U.S. stocks rose on Tuesday, sending the S&P 500 to a new record closing high in a session that saw the benchmark index also break a new intraday record level. However, Canadian stocks fell under the weight of falling gold producers.
The S&P 500 closed at 1570.25, up 8.08 points or 0.5 per cent. The blue-chip Dow Jones industrial average closed at 14,662.01, up 89.16 points or 0.6 per cent. In Canada, the S&P/TSX composite index closed at 12,682.10, down 13.04 points or 0.1 per cent.

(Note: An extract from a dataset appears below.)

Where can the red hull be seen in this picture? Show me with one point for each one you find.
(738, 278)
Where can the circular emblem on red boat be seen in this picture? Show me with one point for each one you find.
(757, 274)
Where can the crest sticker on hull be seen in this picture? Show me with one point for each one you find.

The moves followed a report showing a 3 per cent rise in U.S. factory orders in February, close to expectations for a gain of 2.9 per cent and its biggest rise in five months – providing fresh evidence that the U.S. economy is doing relatively well.
In addition, European bond yields fell, pointing to subsiding concerns about the ongoing debt crisis there – which flared up recently over the financial crisis in Cyprus. The yield on the 10-year Spanish government bond fell 12 basis points, to 4.92 per cent. The yield on the 10-year Italian government bond fell 14 basis points, to 4.61 per cent.
Within the S&P 500, Hewlett-Packard Co. fell 5.2 per cent after Goldman Sachs recommended the stock as a "sell."
Vodafone Group PLC rose 3.8 per cent after the Financial Times reported that AT&T Inc. and Verizon Communications Inc. are working on a joint offer for the mobile phone company.
Among key commodities, gold fell to $1,575.40 (U.S.) an ounce, down $24.60, for its biggest decline in five weeks. The slide was largely linked to technical selling. Crude oil fell to $96.82 a barrel, down 25 cents.
Among Canadian commodity producers, Barrick Gold Corp. fell 2.6 per cent and Suncor Energy Inc. rose 1.2 per cent.